Please use this identifier to cite or link to this item: http://hdl.handle.net/10397/33354
Title: Type 1 Diabetes attenuates the modulatory effects of endomorphins on mouse colonic motility
Authors: Wang, CL
Wang, X
Yu, Y
Cui, Y
Liu, HM
Lai, LH
Guo, C
Liu, J
Wang, R
Keywords: Colonic motility
Endomorphins
Neural blocking agents
Opioid receptor antagonists
Type 1 Diabetes
Issue Date: 2008
Publisher: Churchill Livingstone
Source: Neuropeptides, 2008, v. 42, no. 1, p. 69-77 How to cite?
Journal: Neuropeptides 
Abstract: Our previous studies have shown that endomorphins (EMs), endogenous ligands for μ-opioid receptor, display a significant potentiation effect on mouse colonic motility.
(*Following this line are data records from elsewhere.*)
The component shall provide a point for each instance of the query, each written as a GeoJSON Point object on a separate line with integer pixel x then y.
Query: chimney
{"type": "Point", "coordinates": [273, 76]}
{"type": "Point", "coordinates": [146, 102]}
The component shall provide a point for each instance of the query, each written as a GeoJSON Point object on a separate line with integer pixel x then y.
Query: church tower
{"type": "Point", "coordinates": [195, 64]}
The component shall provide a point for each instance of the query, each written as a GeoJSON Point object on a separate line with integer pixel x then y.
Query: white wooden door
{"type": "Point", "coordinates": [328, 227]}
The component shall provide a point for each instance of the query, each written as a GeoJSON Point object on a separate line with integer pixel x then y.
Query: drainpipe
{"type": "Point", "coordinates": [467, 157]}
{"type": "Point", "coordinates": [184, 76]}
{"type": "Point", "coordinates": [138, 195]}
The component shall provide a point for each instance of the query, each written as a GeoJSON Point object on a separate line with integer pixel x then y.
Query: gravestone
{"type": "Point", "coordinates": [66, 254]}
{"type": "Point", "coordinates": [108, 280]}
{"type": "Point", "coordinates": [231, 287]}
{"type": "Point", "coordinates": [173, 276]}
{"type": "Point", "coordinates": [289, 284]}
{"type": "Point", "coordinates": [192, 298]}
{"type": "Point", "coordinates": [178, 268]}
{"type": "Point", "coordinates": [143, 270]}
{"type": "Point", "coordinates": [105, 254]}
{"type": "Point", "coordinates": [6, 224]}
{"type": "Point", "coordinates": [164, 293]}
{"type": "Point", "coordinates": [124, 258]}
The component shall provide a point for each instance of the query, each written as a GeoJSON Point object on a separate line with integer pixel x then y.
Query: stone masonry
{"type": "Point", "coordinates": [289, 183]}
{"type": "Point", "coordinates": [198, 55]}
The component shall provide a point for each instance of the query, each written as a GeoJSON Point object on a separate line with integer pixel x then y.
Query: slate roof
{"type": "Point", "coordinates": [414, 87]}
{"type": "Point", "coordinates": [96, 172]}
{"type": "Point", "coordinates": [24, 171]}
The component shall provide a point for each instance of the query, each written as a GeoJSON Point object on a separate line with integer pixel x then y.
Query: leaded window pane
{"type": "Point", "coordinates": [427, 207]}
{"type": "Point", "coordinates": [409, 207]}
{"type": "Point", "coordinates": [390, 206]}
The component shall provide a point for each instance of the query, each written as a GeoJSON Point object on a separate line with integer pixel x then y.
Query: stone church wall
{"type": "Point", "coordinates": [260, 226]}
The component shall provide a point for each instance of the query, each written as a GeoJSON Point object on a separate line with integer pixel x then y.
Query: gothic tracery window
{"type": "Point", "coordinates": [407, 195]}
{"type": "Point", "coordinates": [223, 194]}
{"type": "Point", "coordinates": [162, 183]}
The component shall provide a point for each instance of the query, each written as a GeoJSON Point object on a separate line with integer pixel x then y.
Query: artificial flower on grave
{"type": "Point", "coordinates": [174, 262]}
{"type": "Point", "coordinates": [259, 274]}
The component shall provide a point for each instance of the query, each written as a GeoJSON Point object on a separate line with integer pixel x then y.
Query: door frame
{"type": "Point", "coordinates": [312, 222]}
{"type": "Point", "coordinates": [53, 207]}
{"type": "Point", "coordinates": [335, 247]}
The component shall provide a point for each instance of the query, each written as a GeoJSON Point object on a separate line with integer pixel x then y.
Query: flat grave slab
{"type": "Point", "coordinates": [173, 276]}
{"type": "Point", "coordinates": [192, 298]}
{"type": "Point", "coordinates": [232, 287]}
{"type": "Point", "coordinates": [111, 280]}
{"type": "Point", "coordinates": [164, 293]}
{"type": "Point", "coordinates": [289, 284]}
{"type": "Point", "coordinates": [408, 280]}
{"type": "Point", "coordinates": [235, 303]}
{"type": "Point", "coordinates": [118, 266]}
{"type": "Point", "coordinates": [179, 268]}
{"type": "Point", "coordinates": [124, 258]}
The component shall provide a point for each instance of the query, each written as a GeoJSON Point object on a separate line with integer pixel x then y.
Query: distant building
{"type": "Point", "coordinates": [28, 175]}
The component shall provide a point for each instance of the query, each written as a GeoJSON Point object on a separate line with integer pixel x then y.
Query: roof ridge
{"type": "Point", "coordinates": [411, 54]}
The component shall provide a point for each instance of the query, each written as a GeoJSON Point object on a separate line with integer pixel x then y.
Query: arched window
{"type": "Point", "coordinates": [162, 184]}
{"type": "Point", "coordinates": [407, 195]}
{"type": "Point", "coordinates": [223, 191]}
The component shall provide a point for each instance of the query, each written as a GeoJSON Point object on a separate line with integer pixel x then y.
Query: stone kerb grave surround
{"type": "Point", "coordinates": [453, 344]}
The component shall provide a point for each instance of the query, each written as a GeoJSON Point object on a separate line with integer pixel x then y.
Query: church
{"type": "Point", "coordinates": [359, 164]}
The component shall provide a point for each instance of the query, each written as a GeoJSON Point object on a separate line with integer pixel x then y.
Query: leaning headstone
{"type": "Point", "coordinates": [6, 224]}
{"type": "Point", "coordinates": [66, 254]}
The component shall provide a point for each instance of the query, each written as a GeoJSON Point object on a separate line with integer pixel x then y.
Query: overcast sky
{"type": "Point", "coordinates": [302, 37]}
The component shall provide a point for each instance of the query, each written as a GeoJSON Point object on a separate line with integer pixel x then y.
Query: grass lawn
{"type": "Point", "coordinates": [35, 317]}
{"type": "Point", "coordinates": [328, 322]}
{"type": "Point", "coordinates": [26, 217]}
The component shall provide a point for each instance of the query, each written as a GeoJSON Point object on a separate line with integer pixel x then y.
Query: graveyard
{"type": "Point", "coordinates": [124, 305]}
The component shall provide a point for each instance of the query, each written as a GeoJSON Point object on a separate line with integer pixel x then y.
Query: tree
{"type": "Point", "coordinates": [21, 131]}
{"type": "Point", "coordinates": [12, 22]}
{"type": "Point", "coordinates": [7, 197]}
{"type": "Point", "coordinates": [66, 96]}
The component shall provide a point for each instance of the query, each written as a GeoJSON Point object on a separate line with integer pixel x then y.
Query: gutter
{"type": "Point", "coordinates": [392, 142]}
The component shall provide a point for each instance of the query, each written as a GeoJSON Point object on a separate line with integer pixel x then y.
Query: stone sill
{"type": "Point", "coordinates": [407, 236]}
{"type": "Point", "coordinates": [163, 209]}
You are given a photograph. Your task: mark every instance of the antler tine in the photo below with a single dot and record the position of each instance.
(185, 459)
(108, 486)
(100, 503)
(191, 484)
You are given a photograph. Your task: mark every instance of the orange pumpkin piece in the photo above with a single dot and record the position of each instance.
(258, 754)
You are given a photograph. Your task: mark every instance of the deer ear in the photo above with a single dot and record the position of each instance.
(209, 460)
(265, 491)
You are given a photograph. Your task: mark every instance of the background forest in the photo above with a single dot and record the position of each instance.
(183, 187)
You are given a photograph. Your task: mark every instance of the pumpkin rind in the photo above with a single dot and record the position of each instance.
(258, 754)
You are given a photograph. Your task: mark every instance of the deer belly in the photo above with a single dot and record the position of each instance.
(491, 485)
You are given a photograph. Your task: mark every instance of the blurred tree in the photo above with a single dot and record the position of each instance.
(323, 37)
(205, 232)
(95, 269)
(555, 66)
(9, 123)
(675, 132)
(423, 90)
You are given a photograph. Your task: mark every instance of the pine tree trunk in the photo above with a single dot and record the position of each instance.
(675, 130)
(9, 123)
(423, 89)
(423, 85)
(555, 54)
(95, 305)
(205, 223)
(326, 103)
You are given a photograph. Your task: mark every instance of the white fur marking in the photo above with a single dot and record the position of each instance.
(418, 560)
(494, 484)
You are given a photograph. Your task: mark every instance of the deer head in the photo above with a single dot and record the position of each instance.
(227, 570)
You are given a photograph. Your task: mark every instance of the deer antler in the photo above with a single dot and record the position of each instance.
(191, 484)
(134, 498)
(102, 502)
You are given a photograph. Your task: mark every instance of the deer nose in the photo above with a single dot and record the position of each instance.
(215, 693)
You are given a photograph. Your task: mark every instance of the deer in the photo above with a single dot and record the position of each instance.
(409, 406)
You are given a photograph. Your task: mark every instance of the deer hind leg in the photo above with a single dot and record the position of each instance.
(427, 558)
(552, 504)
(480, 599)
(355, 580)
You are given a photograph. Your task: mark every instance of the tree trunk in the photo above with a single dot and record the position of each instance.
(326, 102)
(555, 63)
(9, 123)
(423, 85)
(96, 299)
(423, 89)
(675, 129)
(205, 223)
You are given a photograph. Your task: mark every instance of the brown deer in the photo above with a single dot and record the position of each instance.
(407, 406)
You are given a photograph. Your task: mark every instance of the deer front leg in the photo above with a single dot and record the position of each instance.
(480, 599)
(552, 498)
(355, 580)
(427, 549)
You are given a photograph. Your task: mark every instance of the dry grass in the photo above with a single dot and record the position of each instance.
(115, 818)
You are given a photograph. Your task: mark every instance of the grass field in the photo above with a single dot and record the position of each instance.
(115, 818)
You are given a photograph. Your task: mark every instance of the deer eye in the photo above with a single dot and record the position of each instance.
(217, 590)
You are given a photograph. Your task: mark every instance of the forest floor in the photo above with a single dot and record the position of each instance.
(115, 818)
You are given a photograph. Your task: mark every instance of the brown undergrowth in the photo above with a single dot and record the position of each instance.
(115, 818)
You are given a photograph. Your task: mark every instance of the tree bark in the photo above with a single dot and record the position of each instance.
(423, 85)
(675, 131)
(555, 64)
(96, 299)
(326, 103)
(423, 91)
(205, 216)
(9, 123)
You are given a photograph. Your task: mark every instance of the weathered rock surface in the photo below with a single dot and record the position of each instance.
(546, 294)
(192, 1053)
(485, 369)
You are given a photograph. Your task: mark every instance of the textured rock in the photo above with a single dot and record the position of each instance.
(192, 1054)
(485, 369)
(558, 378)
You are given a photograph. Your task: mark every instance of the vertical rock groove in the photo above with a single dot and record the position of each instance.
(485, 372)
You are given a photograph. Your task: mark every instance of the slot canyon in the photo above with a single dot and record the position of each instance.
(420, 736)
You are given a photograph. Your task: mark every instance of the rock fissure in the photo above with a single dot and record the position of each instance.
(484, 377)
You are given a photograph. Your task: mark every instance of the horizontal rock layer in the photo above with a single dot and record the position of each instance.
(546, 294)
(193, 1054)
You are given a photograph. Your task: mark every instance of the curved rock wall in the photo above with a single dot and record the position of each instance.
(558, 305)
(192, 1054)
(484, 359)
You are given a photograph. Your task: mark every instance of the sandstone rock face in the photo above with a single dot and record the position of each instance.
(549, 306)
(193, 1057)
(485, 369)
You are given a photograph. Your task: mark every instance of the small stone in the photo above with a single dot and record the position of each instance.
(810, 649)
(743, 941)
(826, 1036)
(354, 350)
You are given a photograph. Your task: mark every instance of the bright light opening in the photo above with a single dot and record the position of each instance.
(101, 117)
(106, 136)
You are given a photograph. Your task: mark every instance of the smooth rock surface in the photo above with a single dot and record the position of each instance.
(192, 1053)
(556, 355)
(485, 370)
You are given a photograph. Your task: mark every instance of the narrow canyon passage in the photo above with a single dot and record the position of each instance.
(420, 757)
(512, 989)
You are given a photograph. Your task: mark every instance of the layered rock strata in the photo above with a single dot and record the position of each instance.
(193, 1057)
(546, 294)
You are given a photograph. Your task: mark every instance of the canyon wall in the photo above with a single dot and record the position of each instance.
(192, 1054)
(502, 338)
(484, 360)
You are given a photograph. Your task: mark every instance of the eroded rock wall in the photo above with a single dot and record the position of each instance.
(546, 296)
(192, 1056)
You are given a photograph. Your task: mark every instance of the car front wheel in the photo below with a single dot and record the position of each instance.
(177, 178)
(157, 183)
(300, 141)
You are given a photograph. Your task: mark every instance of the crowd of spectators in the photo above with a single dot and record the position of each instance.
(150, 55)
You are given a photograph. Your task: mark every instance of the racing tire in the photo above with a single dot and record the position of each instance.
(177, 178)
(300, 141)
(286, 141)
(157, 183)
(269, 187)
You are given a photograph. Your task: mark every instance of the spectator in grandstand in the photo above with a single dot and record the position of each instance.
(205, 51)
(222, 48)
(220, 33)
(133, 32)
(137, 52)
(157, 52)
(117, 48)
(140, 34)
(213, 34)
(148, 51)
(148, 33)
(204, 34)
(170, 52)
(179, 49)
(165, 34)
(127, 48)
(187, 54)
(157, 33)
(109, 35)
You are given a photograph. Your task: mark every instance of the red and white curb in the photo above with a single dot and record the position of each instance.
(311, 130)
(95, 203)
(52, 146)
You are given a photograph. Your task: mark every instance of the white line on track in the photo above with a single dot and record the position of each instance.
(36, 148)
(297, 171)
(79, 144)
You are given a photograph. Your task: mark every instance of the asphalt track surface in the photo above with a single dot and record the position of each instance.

In the present study, to assess whether diabetes alters these modulatory effects of EMs on colonic motility, we investigated the effects of EMs in type 1 diabetic mouse colon in vitro. At 4 weeks after the onset of diabetes, carbachol-induced contractions in the longitudinal muscle of distal colon were significantly reduced compared to those of non-diabetic mice. Furthermore, the contractile effects induced by EMs in the longitudinal muscle of distal colon and in the circular muscle of proximal colon were also significantly reduced by type 1 diabetes. It is noteworthy that EMs-induced longitudinal muscle contractions were not significantly affected by atropine, Nω-nitro-l-arginine methylester (l-NAME), phentolamine, propranolol, hexamethonium, methysergide and naltrindole. On the other hand, tetrodotoxin, indomethacin, naloxone, β-funaltrexamine, naloxonazine and nor-binaltorphimine completely abolished these effects. These mechanisms responsible for EMs-induced modulatory effects in type 1 diabetes were in good agreement with those of non-diabetes, indicating similar mechanisms in both diabetes and non-diabetes. At 8 weeks after the onset of diabetes, both carbachol- and EMs-induced longitudinal muscle contractions were similar to those of short-time (4 weeks) diabetic mice. In summary, all the results indicated that type 1 diabetes significantly attenuated the modulatory effects of EMs on the mouse colonic motility, but the mechanisms responsible for these effects were not significantly altered.